También recuerdo el día en el que, ignoro porque razón, Lulu vino a mi mente y sentí unos irreprimibles deseos de recuperarla. Aproveché una visita a casa de mis padres para buscarla por la que había sido mi habitación durante largos años, pero apenas quedaba nada de la vieja estantería, del armario con cajones, así como de algún rincón en el que hubiesen podido permanecer, aún, algunos viejos juegos. Mi habitación, se había convertido en la habitación de invitados y las posibilidades de encontrar por ahí a Lulu eran prácticamente inexistentes.

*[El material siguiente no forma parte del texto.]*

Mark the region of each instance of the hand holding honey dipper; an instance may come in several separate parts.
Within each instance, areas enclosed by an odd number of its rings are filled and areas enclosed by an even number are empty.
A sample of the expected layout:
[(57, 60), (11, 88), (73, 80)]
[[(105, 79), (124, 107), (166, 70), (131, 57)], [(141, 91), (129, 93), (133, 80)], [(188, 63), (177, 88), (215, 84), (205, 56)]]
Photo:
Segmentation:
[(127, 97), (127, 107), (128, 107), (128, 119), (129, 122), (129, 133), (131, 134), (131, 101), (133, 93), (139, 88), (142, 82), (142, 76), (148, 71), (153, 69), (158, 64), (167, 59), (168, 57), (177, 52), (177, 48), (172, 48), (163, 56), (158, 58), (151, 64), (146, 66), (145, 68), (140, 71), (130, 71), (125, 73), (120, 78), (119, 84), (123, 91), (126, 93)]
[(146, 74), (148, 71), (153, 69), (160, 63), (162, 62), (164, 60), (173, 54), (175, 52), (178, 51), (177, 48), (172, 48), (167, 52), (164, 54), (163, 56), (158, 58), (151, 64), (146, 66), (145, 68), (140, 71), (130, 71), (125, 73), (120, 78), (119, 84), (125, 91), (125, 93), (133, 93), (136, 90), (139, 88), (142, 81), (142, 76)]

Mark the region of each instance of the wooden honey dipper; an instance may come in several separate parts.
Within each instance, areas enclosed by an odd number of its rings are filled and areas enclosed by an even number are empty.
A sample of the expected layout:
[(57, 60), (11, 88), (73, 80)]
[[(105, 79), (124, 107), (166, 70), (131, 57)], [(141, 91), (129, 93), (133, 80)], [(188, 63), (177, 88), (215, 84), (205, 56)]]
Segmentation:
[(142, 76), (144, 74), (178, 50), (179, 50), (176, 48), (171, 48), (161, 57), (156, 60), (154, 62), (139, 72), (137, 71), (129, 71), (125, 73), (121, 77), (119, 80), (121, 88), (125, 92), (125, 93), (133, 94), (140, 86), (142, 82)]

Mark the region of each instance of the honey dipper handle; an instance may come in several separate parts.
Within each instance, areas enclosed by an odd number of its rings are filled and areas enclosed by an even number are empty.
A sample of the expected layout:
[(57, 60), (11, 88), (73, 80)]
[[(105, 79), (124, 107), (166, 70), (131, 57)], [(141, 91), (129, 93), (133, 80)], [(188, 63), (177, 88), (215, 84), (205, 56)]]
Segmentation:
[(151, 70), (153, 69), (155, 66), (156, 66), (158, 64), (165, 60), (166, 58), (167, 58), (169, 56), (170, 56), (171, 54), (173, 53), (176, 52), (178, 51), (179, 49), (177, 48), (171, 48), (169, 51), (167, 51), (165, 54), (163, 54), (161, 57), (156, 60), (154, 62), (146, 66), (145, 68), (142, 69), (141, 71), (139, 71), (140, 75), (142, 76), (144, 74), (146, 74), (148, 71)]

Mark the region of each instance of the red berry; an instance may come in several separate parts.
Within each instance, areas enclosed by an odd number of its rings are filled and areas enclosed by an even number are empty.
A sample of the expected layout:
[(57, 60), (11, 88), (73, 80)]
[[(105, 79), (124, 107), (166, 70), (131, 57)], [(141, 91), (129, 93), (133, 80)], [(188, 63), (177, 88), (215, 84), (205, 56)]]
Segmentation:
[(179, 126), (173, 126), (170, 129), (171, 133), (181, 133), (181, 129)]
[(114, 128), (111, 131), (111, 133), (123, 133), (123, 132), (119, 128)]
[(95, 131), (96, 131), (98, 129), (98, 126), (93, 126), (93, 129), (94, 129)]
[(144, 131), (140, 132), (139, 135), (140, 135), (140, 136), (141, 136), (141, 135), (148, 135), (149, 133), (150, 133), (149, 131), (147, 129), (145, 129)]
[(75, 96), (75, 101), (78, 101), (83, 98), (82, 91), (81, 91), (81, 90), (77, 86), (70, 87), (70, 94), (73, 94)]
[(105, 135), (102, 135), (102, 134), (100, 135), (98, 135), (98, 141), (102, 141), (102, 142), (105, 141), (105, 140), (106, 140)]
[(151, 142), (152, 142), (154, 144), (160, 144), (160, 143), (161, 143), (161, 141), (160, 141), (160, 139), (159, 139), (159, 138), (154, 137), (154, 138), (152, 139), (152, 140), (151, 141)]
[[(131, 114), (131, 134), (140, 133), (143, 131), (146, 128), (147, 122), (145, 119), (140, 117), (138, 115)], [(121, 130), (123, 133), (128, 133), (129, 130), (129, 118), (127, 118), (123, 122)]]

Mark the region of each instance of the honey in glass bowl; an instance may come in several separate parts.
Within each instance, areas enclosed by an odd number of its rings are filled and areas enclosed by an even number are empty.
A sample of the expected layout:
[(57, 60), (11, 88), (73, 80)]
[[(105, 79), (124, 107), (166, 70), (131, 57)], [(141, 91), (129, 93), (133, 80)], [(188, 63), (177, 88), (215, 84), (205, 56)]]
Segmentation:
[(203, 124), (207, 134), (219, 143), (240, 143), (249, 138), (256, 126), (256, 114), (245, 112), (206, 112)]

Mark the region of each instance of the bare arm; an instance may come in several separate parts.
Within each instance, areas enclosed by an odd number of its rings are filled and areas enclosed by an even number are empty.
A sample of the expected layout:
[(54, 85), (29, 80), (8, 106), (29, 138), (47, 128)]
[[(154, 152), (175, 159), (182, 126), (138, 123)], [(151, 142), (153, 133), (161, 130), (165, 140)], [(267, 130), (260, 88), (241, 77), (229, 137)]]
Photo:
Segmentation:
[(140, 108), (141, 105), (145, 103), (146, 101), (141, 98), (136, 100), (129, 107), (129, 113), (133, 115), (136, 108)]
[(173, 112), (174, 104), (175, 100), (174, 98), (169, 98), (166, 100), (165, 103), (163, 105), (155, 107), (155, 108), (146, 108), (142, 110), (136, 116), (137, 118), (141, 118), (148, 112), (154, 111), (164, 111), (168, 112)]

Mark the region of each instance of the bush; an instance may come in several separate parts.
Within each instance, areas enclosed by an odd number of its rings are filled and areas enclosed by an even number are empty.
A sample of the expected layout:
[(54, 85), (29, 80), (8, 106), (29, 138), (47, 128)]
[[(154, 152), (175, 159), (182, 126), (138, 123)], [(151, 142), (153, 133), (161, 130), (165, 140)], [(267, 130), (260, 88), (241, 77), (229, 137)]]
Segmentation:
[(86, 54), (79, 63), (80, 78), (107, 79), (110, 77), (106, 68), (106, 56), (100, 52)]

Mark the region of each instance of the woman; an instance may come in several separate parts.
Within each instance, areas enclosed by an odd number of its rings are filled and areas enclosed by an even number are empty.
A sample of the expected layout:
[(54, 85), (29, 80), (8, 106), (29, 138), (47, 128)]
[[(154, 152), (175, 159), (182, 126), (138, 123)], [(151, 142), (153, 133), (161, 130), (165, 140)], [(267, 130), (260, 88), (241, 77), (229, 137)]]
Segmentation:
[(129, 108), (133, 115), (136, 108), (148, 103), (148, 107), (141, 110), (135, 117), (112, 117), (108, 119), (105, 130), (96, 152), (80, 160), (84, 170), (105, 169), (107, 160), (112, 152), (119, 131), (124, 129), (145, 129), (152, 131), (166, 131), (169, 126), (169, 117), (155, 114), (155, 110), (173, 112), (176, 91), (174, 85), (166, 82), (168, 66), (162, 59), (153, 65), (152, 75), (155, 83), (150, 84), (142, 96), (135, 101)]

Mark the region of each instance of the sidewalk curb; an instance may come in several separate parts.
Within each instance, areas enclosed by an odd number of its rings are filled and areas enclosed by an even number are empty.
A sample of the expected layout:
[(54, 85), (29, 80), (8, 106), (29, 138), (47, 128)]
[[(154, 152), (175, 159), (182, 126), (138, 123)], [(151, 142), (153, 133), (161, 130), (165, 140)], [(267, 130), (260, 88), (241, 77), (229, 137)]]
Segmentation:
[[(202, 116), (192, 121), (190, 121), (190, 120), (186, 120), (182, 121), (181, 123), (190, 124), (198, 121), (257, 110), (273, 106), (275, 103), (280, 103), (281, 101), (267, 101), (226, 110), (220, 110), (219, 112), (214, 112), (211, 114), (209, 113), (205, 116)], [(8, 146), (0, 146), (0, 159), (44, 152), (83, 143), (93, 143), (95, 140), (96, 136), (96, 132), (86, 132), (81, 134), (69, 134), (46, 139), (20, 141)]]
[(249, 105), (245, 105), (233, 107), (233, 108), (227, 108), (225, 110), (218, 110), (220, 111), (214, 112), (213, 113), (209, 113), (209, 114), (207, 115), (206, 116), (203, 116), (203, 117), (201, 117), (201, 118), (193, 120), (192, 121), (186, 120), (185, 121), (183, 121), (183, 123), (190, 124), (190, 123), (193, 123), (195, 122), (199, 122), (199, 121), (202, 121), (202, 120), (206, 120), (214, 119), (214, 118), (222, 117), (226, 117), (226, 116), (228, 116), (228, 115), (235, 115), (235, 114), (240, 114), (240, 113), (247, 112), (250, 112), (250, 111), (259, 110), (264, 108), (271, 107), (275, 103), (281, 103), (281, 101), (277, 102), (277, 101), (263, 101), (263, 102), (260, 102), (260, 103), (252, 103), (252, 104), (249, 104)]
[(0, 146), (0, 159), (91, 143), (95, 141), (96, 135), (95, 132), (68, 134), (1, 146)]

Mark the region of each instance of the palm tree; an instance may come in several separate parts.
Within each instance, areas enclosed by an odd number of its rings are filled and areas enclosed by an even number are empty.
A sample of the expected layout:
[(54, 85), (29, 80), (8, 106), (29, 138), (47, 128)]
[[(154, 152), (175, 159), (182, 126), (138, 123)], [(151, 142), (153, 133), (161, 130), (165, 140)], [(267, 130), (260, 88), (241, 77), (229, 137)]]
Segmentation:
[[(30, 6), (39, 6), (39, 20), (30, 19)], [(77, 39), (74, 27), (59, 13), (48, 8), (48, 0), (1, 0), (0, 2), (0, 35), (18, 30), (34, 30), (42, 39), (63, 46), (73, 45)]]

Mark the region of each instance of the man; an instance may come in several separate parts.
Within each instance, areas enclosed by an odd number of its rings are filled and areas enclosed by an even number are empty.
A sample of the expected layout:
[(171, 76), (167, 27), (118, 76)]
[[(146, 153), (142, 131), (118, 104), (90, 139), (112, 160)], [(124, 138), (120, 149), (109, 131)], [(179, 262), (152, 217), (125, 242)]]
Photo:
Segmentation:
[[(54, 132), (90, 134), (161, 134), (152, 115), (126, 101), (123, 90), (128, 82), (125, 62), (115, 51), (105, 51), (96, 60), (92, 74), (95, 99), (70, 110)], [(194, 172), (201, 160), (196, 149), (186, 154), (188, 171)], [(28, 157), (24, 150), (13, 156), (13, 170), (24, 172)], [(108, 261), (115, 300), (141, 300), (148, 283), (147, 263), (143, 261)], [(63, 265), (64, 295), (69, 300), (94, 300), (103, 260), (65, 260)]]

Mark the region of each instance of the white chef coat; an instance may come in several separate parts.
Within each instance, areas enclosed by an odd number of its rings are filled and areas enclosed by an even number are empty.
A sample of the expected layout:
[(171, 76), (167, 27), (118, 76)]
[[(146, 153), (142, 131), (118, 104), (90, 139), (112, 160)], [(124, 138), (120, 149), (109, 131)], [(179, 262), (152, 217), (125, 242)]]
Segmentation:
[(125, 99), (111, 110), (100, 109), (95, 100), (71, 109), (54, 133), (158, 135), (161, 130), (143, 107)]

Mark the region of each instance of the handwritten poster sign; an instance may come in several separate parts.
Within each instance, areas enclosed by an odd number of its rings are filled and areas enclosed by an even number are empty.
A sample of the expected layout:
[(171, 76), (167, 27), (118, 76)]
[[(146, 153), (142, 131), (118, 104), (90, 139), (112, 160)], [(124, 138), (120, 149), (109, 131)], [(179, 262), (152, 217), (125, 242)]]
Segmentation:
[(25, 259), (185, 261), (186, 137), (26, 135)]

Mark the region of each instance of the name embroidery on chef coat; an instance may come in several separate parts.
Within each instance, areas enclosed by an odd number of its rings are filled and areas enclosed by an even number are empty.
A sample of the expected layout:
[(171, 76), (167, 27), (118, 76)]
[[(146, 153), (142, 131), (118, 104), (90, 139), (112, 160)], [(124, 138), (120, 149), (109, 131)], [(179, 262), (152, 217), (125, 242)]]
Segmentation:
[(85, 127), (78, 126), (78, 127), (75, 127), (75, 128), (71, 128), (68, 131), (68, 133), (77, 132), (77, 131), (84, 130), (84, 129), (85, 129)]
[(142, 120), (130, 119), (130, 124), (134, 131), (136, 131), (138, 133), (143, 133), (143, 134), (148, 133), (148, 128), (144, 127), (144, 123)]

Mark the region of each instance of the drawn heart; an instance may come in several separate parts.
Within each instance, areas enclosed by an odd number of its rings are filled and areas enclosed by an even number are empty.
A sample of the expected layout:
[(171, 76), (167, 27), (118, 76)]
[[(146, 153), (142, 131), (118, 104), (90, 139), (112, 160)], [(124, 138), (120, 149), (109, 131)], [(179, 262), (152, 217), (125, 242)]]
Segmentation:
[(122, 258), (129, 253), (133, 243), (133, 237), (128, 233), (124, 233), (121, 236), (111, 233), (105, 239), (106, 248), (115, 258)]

Hará pronto cuatro años que tuve algo en común con Lulu y con todos los juguetes que van a parar a "la caja”. Estuve, por decirlo de alguna manera... en el limbo y con inciertas posibilidades de regreso, pero regresé para disfrutar de lo que tienen de bueno las segundas partes (por más que haya quien diga que nunca segundas partes fueron buenas). Por experiencia puedo decir que no hay nada como una nueva oportunidad para poder vivir sin necesidad de preocuparse tanto por el futuro que es y será siempre incierto y para disfrutar más del presente que para lo bueno o para lo malo es, cuanto menos, palpable. Imagino que de ese breve viaje que hice por “tierra de nadie” nació también la vena nostálgica que me movió a recuperar parte del pasado para convertirlo en presente y plasmarlo poco más tarde en este blog en el que uno de mis primeros objetivos era precisamente el de poder escribir esta entrada. Lulu fue el primer juguete que busqué y busqué para mi colección que en sus orígenes no pretendía llegar a ser una colección. Se trataba únicamente de un intento por reencontrarme con años vividos, de recuperar formas, olores y sonidos de tiempos felices de esa infancia en la que los juguetes son inseparables compañeros con los que vivir inolvidables momentos.

Lulu, quizá por ese desapego que tuve con ella desde el día en que nos vimos por primera vez, se resistía a ser encontrada. Se negaba a formar parte de mi presente después de haberla desterrado a “la caja” tras un par o tres de días de haber jugado con ella. Pero Lulu, sin duda consciente de la importancia que tiene eso de ser un juguete para un niño mayor, cedió finalmente a mis búsquedas y se dejó encontrar para traerme con ella esas formas, olores y sonidos de tiempos felices, y para recordarme una vez más que todo es posible en esta vida y que incluso, en momentos difíciles, se puede salir de “la caja” y seguir haciendo camino.